Scale back to no more than $30 billion from $100 billion the amount that Treasury will ante up as part of a public-private program to buy toxic loans and investments from financial institutions.

Geithner warned that the economy remains weak: At 9.7% last month, "unemployment is unacceptably high," he said, and the mortgage market is still "significantly impaired" outside lending covered by government-owned Fannie Mae and Freddie Mac. Some businesses face tight credit. And millions of ordinary people are losing their homes.

He vowed that the government wouldn't make the mistake of declaring premature victory and putting "the brakes on too early."

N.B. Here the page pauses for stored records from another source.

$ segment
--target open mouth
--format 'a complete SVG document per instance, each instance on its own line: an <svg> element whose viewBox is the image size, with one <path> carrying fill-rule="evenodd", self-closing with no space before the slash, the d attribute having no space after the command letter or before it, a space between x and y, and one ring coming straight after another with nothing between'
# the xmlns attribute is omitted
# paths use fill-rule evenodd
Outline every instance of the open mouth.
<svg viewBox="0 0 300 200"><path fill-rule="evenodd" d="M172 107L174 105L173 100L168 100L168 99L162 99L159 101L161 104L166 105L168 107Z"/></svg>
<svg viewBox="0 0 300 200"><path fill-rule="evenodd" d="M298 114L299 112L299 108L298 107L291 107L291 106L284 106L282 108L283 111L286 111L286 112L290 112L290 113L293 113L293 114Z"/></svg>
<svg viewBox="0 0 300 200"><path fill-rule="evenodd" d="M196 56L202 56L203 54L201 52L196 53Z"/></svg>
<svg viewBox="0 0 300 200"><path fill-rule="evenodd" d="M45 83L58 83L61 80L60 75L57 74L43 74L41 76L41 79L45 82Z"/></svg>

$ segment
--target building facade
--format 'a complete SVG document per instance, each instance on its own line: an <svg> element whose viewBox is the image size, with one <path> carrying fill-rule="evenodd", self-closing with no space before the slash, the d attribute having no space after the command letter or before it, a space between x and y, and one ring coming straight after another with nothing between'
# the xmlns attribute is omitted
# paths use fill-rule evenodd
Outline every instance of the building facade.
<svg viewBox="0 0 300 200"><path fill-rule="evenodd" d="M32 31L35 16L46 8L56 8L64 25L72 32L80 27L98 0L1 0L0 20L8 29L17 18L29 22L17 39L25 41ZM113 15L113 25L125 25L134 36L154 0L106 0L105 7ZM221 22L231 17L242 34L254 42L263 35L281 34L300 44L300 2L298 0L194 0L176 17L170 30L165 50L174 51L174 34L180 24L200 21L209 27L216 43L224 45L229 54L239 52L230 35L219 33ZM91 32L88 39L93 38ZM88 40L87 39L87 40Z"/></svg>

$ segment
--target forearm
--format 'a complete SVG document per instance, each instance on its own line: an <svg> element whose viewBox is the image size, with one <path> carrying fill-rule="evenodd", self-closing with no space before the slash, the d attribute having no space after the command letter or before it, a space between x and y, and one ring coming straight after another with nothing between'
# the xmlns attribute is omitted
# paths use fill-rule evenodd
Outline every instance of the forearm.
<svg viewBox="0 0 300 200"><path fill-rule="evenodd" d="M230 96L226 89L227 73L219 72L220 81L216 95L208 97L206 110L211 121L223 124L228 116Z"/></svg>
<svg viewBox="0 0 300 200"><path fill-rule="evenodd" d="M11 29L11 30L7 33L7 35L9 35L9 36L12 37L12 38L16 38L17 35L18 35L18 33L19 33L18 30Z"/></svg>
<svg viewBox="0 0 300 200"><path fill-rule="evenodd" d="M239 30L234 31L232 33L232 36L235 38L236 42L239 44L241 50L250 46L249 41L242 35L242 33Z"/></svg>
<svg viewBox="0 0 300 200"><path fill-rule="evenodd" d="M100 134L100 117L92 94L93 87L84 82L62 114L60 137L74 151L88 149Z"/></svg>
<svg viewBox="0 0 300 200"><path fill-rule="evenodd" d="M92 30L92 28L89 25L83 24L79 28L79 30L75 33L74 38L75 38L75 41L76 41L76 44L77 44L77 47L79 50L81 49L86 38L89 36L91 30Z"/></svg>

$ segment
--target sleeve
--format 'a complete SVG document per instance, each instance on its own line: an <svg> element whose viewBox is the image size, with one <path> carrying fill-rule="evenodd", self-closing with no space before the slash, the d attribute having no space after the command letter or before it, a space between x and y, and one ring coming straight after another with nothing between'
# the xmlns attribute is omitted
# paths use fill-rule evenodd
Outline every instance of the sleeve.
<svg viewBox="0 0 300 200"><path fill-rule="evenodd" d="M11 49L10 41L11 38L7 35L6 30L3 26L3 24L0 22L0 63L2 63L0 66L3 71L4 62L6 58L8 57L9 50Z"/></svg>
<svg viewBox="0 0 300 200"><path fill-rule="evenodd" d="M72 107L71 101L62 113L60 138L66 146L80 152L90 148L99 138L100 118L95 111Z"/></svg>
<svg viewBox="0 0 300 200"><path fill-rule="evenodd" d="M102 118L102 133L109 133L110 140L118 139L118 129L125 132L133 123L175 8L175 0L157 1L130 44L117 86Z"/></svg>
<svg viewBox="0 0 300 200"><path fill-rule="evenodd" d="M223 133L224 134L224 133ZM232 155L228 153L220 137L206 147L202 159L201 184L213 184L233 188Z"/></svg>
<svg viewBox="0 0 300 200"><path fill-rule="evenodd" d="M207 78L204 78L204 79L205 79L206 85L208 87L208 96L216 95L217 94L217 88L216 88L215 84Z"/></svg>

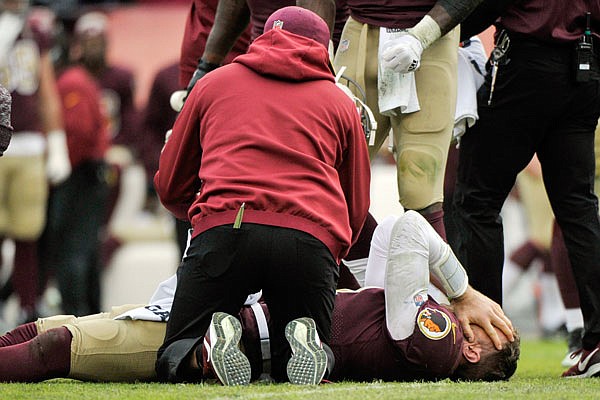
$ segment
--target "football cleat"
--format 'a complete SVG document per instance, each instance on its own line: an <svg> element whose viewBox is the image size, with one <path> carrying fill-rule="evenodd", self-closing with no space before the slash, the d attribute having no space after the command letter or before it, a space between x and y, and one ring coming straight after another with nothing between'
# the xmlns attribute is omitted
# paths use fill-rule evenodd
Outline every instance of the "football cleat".
<svg viewBox="0 0 600 400"><path fill-rule="evenodd" d="M298 318L287 324L285 337L292 348L287 375L295 385L316 385L327 370L327 353L323 350L315 321Z"/></svg>
<svg viewBox="0 0 600 400"><path fill-rule="evenodd" d="M213 314L204 338L208 348L208 365L224 386L250 383L250 361L239 348L242 325L235 317L216 312Z"/></svg>
<svg viewBox="0 0 600 400"><path fill-rule="evenodd" d="M577 364L563 372L564 378L591 378L600 376L600 344L592 350L581 350Z"/></svg>
<svg viewBox="0 0 600 400"><path fill-rule="evenodd" d="M567 345L569 350L567 355L563 358L561 365L565 368L570 368L577 364L581 359L581 338L583 336L583 329L579 328L568 333Z"/></svg>

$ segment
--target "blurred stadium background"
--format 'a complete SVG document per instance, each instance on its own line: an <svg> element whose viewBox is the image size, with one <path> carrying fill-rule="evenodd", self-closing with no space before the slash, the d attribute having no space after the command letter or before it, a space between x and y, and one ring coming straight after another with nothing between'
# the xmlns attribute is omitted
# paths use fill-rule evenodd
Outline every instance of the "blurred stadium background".
<svg viewBox="0 0 600 400"><path fill-rule="evenodd" d="M145 106L154 74L178 60L185 18L190 1L140 0L121 2L91 2L75 0L34 1L48 6L66 20L74 21L88 10L102 10L109 16L109 52L111 62L130 68L136 78L135 103ZM492 30L481 35L486 49L491 50ZM103 308L124 303L144 303L157 283L173 274L178 264L178 249L174 226L166 212L148 213L144 169L131 165L124 171L119 199L111 229L123 240L103 277ZM372 213L377 219L398 211L395 190L395 167L382 157L373 165ZM509 200L505 207L507 251L525 240L524 219L518 202ZM3 248L10 255L10 243ZM0 280L10 273L10 257L5 257ZM527 272L517 288L506 298L506 312L513 318L522 335L539 335L536 317L535 271ZM58 296L58 297L57 297ZM44 310L58 310L59 295L51 287L45 295ZM4 304L4 321L0 328L10 328L18 321L16 299Z"/></svg>

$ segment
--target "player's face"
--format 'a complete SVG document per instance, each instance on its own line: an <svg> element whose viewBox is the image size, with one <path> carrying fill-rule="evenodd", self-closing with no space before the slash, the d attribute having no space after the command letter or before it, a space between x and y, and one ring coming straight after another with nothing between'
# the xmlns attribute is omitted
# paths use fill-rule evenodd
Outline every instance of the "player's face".
<svg viewBox="0 0 600 400"><path fill-rule="evenodd" d="M103 35L83 35L80 39L82 61L89 65L104 63L106 39Z"/></svg>
<svg viewBox="0 0 600 400"><path fill-rule="evenodd" d="M0 0L0 11L23 14L29 9L28 0Z"/></svg>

But Geithner defended the government's record in restoring stability to financial markets panicked a year ago after the collapse of Lehman Bros. The rescue had raised confidence enough to cut the cost of credit. "Because of near historically low interest rates," Geithner said, "a family with an average 30-year mortgage is saving around $1,200 each year."

He said banks have repaid more than $70 billion in bailout funds and will likely pay off another $50 billion in the next 18 months. Since he became Treasury secretary in January, the government's outstanding financial commitments to banks have fallen to $180 billion from $239 billion, he said.